KR:We assume adaptation as a given. Any system that assumes a static adversary is already obsolete. Swarms, GPS-denied navigation, and autonomous behaviours are not future threats – they are present realities. Indrajaal is software-defined at its core. Sensors and effectors will evolve, but the real strength lies in SkyOS TM’s ability to learn, adapt, and integrate new countermeasures without rebuilding the system. The objective is not to defeat today’s drone, but to remain relevant against unknown drones five and ten
years from now.

LoS: Counter-UAS systems must operate in complex environments, civilian airspace, border areas, and dense electromagnetic spectra. How does Indrajaal balance hard-kill, soft-kill, and non-kinetic options without escalating unintended consequences?
KR:Escalation control is central to our design philosophy – it is foundational. Every engagement begins with identification and intent assessment. Soft-kill and cyber measures are preferred because they neutralise threats without debris, collateral damage, or escalation.

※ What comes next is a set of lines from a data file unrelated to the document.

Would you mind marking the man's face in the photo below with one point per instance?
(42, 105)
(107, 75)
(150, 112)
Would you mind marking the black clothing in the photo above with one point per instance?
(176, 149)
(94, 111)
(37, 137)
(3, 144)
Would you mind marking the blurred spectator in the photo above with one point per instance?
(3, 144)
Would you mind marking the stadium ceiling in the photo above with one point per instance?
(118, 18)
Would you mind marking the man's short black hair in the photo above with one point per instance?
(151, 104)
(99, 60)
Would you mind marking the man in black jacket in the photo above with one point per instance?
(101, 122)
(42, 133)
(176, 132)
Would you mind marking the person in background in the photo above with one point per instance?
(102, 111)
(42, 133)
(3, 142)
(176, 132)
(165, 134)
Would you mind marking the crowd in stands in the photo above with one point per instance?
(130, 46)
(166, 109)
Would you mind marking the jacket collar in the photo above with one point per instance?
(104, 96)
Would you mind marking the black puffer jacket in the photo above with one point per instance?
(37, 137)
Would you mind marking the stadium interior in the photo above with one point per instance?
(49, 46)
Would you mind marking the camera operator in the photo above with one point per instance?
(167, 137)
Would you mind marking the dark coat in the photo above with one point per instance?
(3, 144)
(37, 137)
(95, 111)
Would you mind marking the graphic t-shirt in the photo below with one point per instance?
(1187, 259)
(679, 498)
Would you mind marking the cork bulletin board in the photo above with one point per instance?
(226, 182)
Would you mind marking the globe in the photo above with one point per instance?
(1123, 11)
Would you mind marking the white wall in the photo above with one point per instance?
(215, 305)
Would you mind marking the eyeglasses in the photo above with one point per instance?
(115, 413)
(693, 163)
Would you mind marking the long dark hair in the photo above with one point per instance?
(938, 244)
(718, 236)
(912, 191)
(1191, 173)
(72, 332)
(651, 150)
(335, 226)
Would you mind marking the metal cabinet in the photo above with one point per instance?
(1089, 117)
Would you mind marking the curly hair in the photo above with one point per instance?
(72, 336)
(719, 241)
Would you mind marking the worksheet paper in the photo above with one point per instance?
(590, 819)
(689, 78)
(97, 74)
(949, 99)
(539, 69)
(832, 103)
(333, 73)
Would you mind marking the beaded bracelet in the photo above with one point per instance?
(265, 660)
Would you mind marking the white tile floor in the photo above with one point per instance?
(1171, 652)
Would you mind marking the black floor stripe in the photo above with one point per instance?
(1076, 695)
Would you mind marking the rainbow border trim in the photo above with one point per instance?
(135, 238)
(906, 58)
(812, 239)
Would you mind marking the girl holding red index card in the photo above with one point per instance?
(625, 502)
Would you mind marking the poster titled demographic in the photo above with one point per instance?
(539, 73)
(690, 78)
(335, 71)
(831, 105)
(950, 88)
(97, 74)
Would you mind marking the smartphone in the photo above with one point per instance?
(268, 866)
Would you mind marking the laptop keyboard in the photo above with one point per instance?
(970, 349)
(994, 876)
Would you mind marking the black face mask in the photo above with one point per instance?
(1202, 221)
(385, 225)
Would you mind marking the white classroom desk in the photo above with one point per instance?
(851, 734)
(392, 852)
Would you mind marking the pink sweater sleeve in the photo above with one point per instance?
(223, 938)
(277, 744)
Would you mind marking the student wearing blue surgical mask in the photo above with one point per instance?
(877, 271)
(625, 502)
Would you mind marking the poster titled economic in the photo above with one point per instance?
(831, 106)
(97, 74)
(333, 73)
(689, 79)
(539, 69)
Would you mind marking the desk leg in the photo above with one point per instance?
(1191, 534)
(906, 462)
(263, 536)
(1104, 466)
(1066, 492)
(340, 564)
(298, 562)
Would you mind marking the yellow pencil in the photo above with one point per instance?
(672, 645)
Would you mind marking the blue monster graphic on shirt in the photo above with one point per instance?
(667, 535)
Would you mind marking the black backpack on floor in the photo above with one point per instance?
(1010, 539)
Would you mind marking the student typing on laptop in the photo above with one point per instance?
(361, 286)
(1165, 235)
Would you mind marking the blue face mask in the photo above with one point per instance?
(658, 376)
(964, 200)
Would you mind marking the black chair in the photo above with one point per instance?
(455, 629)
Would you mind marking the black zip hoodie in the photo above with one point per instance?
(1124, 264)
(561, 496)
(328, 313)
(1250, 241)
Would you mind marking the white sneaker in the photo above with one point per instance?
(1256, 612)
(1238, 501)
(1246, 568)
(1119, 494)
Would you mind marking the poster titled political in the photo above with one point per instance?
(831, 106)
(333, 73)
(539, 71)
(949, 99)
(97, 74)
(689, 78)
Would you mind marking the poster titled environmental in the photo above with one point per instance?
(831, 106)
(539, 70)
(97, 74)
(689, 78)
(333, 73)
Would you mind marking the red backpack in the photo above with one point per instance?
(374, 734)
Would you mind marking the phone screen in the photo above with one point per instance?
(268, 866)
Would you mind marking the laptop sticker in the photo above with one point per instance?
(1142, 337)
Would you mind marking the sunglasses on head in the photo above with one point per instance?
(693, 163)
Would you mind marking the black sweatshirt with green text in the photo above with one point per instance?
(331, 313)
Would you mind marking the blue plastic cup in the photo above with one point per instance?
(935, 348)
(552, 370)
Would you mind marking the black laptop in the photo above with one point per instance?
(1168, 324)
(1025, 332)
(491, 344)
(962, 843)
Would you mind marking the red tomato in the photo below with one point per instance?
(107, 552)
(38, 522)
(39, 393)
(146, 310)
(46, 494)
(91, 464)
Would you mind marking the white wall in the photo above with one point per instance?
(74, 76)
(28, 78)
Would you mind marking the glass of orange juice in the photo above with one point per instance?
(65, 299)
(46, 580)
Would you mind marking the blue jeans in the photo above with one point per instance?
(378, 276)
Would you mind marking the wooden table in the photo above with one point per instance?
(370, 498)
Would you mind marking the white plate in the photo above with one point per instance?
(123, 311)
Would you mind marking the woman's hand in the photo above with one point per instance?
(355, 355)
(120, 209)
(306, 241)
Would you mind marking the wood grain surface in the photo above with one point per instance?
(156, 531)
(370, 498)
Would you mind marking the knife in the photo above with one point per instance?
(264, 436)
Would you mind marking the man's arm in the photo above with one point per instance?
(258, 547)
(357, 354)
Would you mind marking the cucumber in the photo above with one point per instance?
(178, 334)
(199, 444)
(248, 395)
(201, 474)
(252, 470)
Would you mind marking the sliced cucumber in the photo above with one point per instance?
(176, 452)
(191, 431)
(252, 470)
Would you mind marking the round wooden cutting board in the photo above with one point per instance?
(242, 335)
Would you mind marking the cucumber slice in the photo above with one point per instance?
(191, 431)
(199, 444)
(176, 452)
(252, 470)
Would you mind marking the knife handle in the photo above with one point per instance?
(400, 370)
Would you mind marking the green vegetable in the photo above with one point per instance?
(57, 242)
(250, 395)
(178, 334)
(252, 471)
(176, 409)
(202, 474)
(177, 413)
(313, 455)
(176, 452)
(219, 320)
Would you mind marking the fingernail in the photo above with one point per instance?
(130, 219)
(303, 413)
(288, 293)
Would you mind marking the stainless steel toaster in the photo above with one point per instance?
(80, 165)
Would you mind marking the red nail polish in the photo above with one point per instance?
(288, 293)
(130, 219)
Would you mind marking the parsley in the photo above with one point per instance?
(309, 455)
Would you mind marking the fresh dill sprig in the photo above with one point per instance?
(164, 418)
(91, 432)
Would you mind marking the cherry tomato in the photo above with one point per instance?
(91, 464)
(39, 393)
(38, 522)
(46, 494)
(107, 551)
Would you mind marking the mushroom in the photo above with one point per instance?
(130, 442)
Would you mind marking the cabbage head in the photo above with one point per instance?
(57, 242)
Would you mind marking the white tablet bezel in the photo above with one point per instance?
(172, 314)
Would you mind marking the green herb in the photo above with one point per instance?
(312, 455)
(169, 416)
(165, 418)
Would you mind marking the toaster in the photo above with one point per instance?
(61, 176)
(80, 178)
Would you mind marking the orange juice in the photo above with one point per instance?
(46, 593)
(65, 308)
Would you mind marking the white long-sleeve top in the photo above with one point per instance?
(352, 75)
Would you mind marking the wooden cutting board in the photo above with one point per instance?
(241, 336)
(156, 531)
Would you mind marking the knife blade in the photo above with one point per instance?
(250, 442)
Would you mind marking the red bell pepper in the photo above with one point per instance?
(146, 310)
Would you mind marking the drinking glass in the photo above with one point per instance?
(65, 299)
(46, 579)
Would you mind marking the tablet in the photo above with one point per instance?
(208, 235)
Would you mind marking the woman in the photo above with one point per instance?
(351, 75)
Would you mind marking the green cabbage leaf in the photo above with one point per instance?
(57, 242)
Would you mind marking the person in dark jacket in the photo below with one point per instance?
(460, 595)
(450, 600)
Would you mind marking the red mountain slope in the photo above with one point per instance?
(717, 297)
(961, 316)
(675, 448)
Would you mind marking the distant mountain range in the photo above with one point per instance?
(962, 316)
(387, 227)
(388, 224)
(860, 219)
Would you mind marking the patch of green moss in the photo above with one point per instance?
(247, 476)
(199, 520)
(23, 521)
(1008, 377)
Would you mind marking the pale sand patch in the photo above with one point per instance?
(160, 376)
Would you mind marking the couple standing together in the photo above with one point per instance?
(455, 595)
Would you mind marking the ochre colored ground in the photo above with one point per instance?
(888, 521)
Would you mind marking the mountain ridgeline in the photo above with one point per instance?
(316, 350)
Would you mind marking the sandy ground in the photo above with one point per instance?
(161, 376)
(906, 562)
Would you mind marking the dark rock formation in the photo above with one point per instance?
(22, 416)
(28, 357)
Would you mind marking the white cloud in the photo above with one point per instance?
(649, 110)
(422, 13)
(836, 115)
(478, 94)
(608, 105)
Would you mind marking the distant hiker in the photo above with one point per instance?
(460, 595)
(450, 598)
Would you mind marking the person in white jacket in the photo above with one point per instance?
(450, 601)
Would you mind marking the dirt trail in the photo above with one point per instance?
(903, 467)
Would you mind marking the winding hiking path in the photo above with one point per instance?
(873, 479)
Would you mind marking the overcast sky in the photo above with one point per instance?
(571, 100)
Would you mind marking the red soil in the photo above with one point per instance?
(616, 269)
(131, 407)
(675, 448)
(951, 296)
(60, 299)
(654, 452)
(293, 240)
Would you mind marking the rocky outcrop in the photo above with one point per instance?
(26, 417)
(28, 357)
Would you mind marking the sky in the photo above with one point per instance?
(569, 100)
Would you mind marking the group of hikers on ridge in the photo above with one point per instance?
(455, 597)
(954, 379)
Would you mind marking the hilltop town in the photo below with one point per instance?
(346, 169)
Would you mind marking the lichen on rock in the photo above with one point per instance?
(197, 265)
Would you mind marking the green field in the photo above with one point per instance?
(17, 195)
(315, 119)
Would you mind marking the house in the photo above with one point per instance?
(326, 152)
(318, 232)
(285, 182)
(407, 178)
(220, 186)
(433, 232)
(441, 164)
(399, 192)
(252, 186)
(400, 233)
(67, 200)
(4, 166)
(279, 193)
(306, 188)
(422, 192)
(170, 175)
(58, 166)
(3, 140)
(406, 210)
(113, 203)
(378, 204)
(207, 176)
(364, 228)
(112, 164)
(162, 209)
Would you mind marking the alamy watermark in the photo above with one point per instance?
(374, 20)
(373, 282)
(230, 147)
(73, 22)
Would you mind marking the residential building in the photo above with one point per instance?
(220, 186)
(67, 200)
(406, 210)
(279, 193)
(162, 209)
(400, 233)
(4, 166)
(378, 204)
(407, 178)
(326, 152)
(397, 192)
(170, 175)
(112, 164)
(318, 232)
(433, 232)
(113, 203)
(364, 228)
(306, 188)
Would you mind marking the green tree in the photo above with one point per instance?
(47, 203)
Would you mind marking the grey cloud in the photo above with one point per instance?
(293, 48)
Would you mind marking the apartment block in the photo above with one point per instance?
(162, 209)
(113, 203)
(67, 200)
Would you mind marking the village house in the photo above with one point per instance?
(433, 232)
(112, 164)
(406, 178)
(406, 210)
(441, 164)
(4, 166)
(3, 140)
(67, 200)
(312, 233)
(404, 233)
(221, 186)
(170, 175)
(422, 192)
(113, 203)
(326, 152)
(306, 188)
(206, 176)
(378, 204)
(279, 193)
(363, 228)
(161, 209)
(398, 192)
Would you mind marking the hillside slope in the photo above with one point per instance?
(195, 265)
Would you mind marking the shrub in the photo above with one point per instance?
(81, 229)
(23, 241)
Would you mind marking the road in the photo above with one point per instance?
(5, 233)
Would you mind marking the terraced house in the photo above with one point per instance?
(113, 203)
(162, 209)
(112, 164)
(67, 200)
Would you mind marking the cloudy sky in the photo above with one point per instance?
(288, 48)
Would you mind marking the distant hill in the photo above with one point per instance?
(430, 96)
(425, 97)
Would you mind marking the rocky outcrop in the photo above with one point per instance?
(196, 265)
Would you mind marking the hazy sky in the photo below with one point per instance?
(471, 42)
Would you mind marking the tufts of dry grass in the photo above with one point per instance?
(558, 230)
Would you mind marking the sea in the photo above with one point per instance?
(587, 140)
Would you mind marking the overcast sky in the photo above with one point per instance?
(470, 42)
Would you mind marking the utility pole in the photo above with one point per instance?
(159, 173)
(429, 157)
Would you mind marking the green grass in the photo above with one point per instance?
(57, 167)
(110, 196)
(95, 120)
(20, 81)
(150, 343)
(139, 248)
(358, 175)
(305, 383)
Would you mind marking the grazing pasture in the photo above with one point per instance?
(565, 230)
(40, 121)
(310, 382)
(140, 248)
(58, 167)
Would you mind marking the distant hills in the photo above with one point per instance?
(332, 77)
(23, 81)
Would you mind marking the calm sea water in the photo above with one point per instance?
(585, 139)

Hard kill options like interceptor drones are used only when necessary, and
even then in a controlled manner. This balance allows Indrajaal to operate safely near civilian areas and sensitive borders without creating new risks while solving the original
problem.  In modern conflict, restraint is often a strategic advantage.

LoS: Beyond this contract, how do you see Indrajaal contributing to India’s  broader defence posture, particularly in protecting critical infrastructure, forward bases, and high-value national assets?

KR: This contract is an important step, but it is not the end goal. The same architecture can protect airports, power plants, refineries, space facilities, forward bases, and mobile formations.

As drones become tools of surveillance, sabotage, and coercion, counter-UAS will become foundational infrastructure, much like perimeter security or cyber defence. Indrajaal is being built with that national responsibility in mind-scalable, persistent, and deeply integrated into India’s defensive posture.

LoS: Finally, for young engineers and defence entrepreneurs watching this milestone, what lessons does Indrajaal’s journey offer about building credible, combat-relevant technology within India’s defence ecosystem?
KR:The biggest lesson is that credibility is earned, not claimed. We spent years working quietly, testing in harsh conditions, and listening to users who challenged our assumptions. In defence, demos and slides mean very little. What matters is whether your system works when it counts. Build for the user, accept long timelines, and stay grounded in operational reality. If you do that consistently, trust follows.